La sentenza del 1º agosto 1898 condannò De Andreis e Turati a 12 anni, all’interdizione perpetua dai pubblici uffici, all’interdizione legale durante l’espiazione della pena e al pagamento delle spese processuali. Morgari fu assolto.
Con la fine dello stato d’assedio e il ritorno di varie pubblicazioni soppresse, iniziò una serie di appelli per l’amnistia nei confronti dei condannati.
Il 29 dicembre 1898 fu concessa un’amnistia per alcune pene stabilite dai tribunali militari di Milano, Firenze e Napoli: furono condonate le condanne fino a due anni di reclusione e le altre condanne vennero ridotte di due anni; per i minorenni e per le donne l’amnistia fu estesa per condanne fino a tre anni di reclusione; furono condonate le pene pecuniarie.
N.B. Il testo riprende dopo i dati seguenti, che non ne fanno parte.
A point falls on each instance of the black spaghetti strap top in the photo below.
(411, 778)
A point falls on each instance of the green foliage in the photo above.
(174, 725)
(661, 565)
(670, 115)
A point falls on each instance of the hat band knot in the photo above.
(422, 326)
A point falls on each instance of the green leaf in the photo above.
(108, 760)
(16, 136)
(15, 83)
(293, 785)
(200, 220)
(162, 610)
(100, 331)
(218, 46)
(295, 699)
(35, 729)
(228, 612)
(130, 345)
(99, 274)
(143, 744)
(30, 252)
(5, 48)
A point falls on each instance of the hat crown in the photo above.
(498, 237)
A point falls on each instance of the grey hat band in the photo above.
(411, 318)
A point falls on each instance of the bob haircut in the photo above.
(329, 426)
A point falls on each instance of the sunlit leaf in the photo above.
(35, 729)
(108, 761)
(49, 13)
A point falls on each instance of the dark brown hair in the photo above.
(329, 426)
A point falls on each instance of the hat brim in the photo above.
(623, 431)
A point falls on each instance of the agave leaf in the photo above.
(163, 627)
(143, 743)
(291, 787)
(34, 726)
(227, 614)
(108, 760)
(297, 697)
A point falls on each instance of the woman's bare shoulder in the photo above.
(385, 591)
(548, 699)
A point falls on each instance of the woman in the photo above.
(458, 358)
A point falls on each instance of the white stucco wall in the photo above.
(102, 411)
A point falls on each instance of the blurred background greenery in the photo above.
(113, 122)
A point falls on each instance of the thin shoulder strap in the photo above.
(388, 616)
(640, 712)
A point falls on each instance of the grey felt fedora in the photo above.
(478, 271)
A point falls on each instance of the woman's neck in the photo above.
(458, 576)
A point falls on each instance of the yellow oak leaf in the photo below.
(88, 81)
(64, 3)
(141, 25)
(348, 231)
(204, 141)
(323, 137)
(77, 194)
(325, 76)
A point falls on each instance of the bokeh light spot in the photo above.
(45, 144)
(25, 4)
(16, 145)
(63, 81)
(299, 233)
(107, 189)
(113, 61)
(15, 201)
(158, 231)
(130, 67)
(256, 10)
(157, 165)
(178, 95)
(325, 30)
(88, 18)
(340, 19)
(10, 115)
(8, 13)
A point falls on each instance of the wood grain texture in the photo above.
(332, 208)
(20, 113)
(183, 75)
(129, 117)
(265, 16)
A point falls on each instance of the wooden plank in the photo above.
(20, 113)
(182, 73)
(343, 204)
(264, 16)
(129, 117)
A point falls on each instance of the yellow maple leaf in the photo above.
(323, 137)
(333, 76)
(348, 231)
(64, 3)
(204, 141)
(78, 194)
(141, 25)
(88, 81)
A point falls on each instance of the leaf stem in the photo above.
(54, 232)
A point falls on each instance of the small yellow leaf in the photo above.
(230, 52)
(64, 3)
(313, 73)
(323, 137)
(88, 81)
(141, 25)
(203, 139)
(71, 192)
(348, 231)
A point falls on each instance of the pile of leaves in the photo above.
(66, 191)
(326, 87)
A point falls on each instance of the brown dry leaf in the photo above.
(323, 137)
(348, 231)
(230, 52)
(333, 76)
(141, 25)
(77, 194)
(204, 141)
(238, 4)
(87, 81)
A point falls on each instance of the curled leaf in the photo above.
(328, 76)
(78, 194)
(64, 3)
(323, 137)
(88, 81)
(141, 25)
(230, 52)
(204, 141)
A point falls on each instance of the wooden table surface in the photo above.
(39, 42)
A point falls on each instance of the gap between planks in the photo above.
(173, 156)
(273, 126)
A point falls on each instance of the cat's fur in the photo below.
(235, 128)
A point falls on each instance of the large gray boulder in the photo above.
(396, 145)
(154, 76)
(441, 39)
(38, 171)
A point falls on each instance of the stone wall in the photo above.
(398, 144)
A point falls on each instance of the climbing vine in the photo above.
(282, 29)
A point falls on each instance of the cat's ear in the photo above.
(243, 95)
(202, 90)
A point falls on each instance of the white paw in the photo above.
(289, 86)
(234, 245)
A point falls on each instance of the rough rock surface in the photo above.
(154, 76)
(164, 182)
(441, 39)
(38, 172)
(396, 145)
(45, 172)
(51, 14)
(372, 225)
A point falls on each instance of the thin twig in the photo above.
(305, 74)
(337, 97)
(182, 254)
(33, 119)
In questa amnistia rientrò, ad esempio, la condanna di Anna Kuliscioff; don Albertario si vide la condanna ridotta a un anno.
Nel gennaio 1899 iniziarono le pubblicazioni della rivista Pro Amnistia che raccoglieva numerosi appelli; il primo numero conteneva scritti di Ernesto Teodoro Moneta, Filippo Meda, Claudio Treves, Edoardo Porro, Augusto Murri, Paolo Valera, Olindo Guerrini, Max Nordau e Adolfo Zerboglio.[114]
Il 3 febbraio 1899 la Camera dei deputati dichiarò decaduti Turati e De Andreis in seguito alla loro condanna; furono dichiarati vacanti i collegi elettorali di Milano V e di Ravenna I. Turati, ancora in carcere, fu ricandidato da socialisti, radicali e repubblicani nel collegio di Milano V e la sua elezione fu data per scontata, tanto che non si presentarono altri candidati; il 2 giugno la Camera annullò l’elezione.
Con decreto del 4 giugno 1899 Umberto I concesse una nuova amnistia senza limitazioni. Turati fu nuovamente candidato alle elezioni suppletive per il collegio Milano V che si tennero il 13 agosto; fu rieletto sconfiggendo nettamente il candidato moderato.